Increased susceptibility to drought and high temperatures
Very limited information is currently available on how Mn deficiency affects plant water relations. Although some authors reported lower transpiration rates in some plant species with visible symptoms of Mn deficiency (Singh, Misra and Srivastava 2001), other reports demonstrated that Mn deficiency leads to a marked increase in transpiration (Hebbern et al. 2009) (Fig. 3). Elevated transpiration and lower water use efficiency in Mn-starved plants can be related to more open stomata during the daytime and imperfect nocturnal closure of stomata. Ion leakage from guard cells observed in Mn-deficient leaves will inevitably lead to an imperfect stomatal closure during both night and daytime, resulting in poor water use efficiency (Hebbern et al. 2009). These evidences implied that drought will put additional stress on Mn-deficient plants that are already suffering from disturbances in key metabolic processes. Thus, drought and the poor water use efficiency will attenuate Mn deficiency because Mn-deficient plants exhibit a reduction in root/shoot ratio, which further restricts plants from exploring the soil for available water resources and for plant available Mn.

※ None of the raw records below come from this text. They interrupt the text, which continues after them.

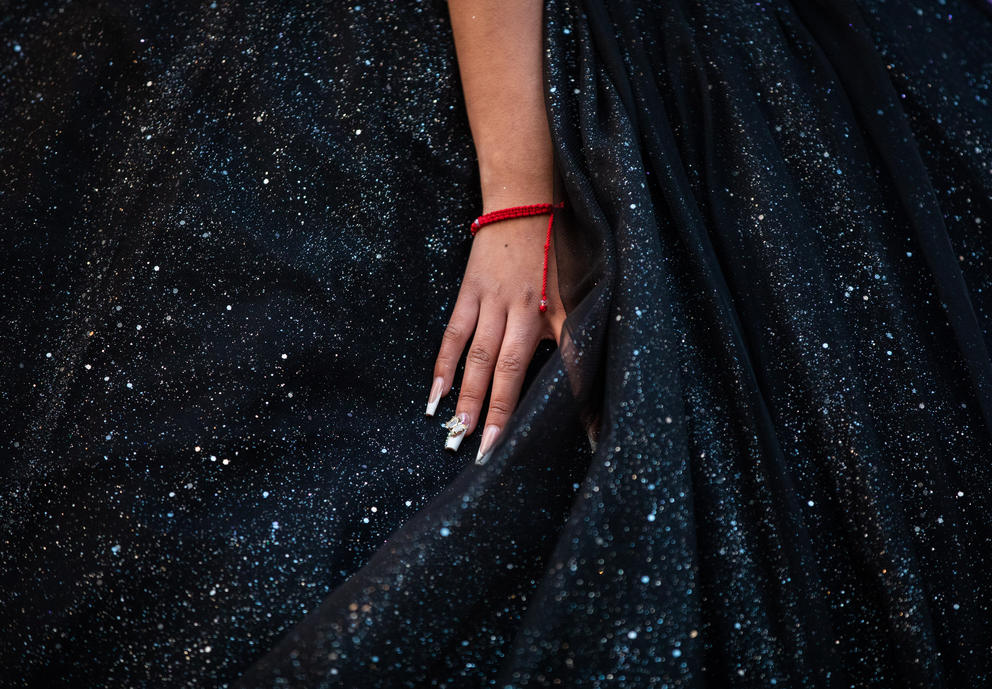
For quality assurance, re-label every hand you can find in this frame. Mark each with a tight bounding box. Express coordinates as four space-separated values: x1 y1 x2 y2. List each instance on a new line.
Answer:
427 215 565 462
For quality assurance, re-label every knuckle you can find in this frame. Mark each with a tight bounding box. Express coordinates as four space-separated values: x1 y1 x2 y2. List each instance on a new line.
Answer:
458 388 486 409
489 398 513 419
441 323 465 344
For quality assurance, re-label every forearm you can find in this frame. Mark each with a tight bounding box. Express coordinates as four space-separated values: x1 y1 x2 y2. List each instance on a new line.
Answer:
448 0 553 212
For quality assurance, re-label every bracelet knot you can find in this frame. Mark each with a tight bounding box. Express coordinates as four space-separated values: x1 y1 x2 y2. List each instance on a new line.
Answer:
470 202 565 313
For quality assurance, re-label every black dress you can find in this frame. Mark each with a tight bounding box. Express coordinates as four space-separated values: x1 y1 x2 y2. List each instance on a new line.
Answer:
0 0 992 689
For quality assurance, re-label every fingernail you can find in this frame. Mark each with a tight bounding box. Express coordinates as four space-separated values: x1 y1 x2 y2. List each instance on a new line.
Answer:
444 411 468 451
475 423 500 464
427 376 444 416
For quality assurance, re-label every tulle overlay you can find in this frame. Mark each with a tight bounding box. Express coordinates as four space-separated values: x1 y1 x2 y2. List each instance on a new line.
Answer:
0 0 992 689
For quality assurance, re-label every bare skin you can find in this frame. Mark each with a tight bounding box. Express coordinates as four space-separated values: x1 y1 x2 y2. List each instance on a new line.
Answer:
432 0 565 462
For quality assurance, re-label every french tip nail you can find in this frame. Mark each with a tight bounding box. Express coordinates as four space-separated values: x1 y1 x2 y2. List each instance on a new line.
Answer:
444 431 465 451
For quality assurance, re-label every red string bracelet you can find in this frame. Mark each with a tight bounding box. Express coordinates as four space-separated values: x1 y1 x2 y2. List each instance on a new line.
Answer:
472 203 565 312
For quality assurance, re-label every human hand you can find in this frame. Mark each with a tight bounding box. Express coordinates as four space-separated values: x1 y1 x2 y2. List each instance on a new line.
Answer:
427 211 565 463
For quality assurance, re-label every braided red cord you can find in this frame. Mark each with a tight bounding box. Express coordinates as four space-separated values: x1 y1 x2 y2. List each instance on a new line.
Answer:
471 203 565 313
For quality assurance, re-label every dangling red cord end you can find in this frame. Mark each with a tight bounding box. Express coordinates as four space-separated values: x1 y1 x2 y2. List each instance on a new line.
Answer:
471 202 565 313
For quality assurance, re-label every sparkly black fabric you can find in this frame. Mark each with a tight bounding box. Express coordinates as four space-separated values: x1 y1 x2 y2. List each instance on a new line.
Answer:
0 0 992 689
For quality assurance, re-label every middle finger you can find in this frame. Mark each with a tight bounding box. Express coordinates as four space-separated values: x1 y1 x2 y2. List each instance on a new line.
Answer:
444 301 506 450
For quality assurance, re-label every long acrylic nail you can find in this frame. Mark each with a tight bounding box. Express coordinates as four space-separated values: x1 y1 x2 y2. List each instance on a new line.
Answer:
444 411 468 451
475 423 500 464
427 376 444 416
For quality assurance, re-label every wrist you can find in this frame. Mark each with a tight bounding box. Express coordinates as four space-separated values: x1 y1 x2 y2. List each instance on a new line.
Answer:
479 163 554 213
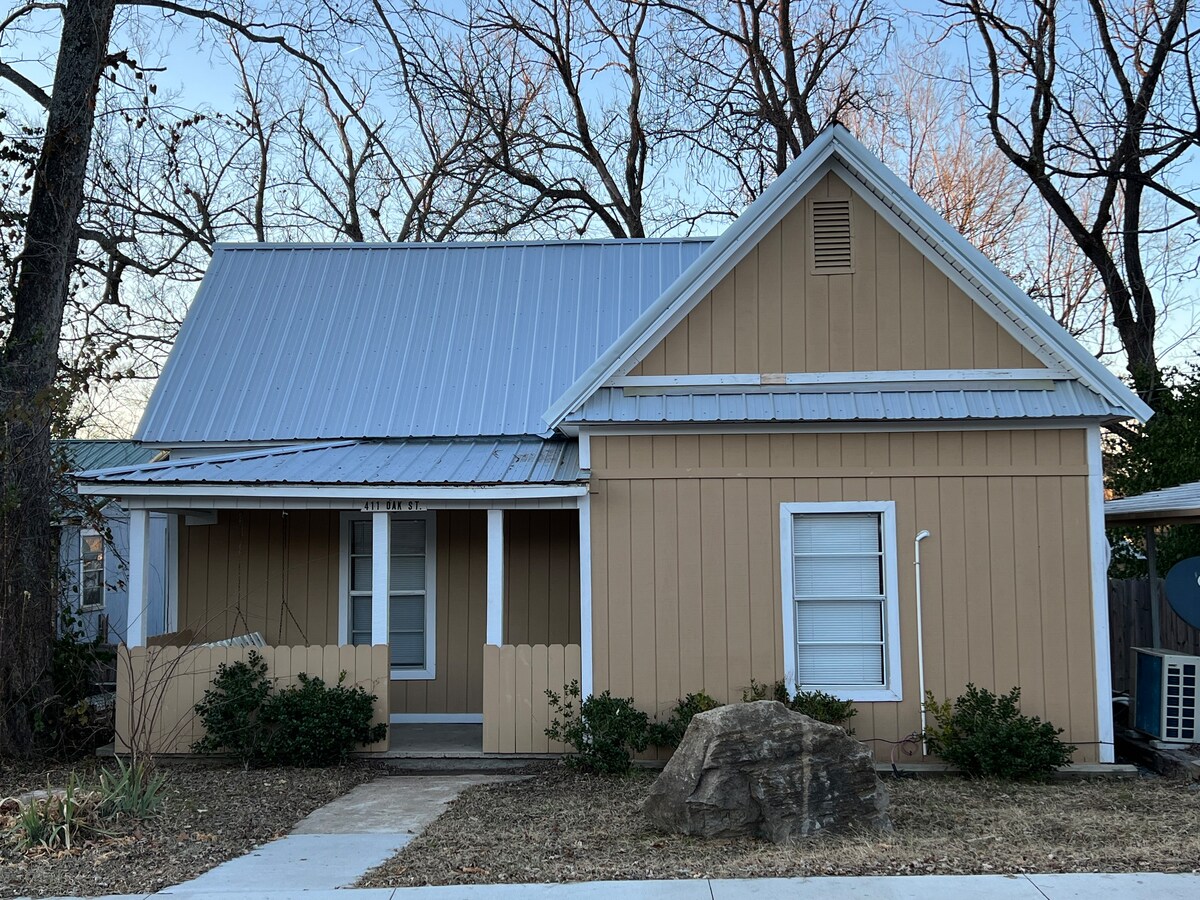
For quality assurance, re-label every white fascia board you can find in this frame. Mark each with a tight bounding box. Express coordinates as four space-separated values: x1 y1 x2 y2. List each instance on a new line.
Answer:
78 482 588 500
838 139 1154 422
542 125 850 428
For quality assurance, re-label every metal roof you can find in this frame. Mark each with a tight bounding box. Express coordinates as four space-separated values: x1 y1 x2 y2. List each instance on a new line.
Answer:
1104 481 1200 523
54 439 158 469
76 437 586 486
137 239 710 445
565 382 1118 425
545 124 1153 425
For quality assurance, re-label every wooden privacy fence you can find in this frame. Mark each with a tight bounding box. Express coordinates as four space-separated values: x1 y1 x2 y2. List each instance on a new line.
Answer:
484 643 582 754
116 644 390 754
1109 578 1200 691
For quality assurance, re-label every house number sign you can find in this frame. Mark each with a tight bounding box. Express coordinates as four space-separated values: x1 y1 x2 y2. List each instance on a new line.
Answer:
361 500 425 512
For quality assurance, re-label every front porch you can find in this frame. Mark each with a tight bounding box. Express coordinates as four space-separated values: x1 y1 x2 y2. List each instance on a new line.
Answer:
77 442 592 754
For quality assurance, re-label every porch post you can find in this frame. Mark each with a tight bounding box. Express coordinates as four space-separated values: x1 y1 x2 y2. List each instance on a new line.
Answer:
371 512 391 644
125 509 150 647
580 494 592 700
487 509 504 647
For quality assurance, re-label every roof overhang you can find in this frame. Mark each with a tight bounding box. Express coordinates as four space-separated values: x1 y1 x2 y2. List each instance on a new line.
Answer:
544 125 1153 428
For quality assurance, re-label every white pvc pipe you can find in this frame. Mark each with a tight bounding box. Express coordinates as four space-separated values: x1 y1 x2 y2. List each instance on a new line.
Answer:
912 530 929 756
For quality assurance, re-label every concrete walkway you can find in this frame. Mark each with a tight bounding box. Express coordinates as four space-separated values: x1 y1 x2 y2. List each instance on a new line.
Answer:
23 870 1200 900
158 775 506 900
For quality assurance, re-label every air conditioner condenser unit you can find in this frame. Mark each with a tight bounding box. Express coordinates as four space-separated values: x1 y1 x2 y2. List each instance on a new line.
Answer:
1133 647 1200 746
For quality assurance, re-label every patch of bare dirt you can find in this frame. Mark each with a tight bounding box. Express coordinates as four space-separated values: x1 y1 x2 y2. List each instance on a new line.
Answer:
0 760 378 898
359 768 1200 887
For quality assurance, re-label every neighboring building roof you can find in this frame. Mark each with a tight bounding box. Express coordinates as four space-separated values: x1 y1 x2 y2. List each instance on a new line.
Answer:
565 382 1111 425
77 437 587 487
545 125 1153 427
1104 481 1200 523
137 239 710 445
54 438 158 469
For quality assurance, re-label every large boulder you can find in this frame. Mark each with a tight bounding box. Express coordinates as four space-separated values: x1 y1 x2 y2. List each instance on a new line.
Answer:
642 701 892 844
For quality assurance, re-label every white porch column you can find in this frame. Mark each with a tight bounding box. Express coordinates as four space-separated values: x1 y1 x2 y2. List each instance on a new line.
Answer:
125 509 150 647
487 509 504 647
371 512 391 644
580 494 592 700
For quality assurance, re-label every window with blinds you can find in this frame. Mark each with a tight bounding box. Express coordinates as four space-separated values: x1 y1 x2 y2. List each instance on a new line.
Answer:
792 512 887 688
349 517 430 670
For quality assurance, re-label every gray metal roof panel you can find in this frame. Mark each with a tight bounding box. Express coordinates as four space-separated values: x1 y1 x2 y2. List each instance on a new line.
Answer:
566 380 1122 425
54 438 158 469
1104 481 1200 521
137 239 710 444
76 436 584 486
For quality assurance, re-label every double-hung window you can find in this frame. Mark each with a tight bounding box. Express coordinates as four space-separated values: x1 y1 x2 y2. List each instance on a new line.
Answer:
346 516 434 678
780 502 900 701
79 528 104 610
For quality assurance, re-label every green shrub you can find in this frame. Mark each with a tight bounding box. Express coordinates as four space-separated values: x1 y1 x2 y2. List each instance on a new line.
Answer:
13 772 100 851
98 758 167 818
788 688 858 734
192 650 271 766
546 680 650 775
649 691 721 746
192 650 388 767
925 684 1075 781
259 672 388 767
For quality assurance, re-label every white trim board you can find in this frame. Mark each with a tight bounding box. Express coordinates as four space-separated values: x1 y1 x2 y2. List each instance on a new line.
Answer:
779 500 904 703
542 125 1152 427
1087 426 1116 762
388 713 484 729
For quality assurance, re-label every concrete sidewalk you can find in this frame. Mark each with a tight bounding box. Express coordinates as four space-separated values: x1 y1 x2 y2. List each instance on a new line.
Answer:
25 871 1200 900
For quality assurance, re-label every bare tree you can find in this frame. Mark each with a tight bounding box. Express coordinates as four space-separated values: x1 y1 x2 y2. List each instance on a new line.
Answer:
658 0 892 215
941 0 1200 403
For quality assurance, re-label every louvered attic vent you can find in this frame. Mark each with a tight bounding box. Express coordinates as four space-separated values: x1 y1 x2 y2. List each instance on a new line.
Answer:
809 199 854 275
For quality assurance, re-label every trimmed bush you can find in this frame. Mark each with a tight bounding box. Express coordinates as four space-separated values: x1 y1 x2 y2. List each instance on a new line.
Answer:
649 691 721 746
259 672 388 768
192 650 388 767
192 650 271 767
925 684 1075 781
546 680 650 775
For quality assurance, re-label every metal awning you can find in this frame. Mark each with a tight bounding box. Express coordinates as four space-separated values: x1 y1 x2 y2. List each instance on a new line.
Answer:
1104 481 1200 524
76 437 587 493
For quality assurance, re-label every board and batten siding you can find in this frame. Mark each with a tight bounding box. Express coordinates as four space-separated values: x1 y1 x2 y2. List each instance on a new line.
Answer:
592 430 1098 761
179 510 580 713
629 173 1044 376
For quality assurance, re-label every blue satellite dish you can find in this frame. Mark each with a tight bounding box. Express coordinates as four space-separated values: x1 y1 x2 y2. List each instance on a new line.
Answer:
1166 557 1200 628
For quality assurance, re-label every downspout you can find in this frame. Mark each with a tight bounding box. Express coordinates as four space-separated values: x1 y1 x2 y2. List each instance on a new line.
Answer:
912 530 929 756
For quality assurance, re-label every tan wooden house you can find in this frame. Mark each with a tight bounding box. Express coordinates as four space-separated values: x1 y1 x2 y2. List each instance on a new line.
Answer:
79 127 1150 762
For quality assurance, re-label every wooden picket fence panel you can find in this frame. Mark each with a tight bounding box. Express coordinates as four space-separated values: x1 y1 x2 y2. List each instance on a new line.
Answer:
115 644 390 754
484 643 582 754
1109 578 1200 691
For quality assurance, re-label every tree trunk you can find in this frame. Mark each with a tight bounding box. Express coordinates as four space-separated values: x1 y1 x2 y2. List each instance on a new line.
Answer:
0 0 115 755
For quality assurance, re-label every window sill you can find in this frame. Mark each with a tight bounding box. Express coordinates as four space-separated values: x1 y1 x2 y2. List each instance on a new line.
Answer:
800 684 904 703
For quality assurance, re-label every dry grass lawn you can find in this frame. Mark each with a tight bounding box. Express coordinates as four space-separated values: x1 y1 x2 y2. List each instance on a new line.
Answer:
360 768 1200 887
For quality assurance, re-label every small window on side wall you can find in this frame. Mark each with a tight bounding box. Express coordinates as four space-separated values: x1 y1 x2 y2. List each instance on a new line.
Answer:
79 528 104 610
780 502 901 701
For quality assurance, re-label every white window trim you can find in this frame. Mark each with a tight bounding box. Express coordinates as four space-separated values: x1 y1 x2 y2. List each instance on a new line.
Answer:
78 528 108 612
337 511 438 682
779 500 904 703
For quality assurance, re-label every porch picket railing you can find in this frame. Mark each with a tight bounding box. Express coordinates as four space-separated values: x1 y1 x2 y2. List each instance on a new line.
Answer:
115 644 390 754
484 643 582 754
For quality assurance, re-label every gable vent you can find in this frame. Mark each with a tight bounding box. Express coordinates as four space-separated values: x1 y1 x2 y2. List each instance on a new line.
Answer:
809 199 854 275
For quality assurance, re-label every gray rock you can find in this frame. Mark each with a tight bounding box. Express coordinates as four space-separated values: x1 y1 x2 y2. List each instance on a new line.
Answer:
642 701 892 844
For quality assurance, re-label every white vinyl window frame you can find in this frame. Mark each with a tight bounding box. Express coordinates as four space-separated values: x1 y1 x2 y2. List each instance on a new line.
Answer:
779 500 904 703
79 528 108 612
337 511 438 682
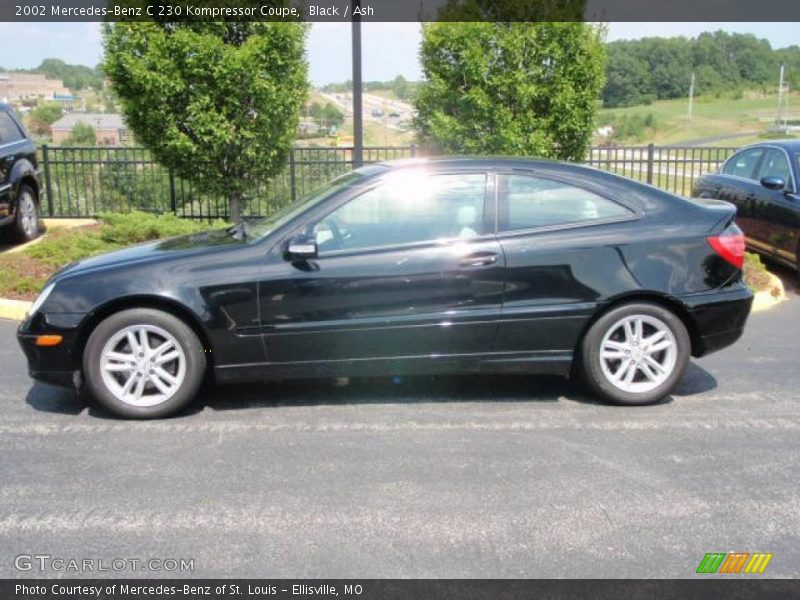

In turn, water availability in the soil affects Mn uptake by plants (Maschner 1995). Under flooded conditions, soils show low redox potentials, thus Mn deficiency is virtually unknown in plants adapted to waterlogged conditions such as lowland rice. However, when common lowland-rice varieties are cultivated under non-flooded conditions, higher soil redox potential leads to strong reduction of plant Mn availability (Snyder, Jones and Coale 1990). It was shown that Mn uptake of lowland rice was affected by reduced soil water content under non-flooded conditions. In contrast, soil moisture had little effects on P, Fe, Zn, and Cu nutrition (Tao et al. 2007).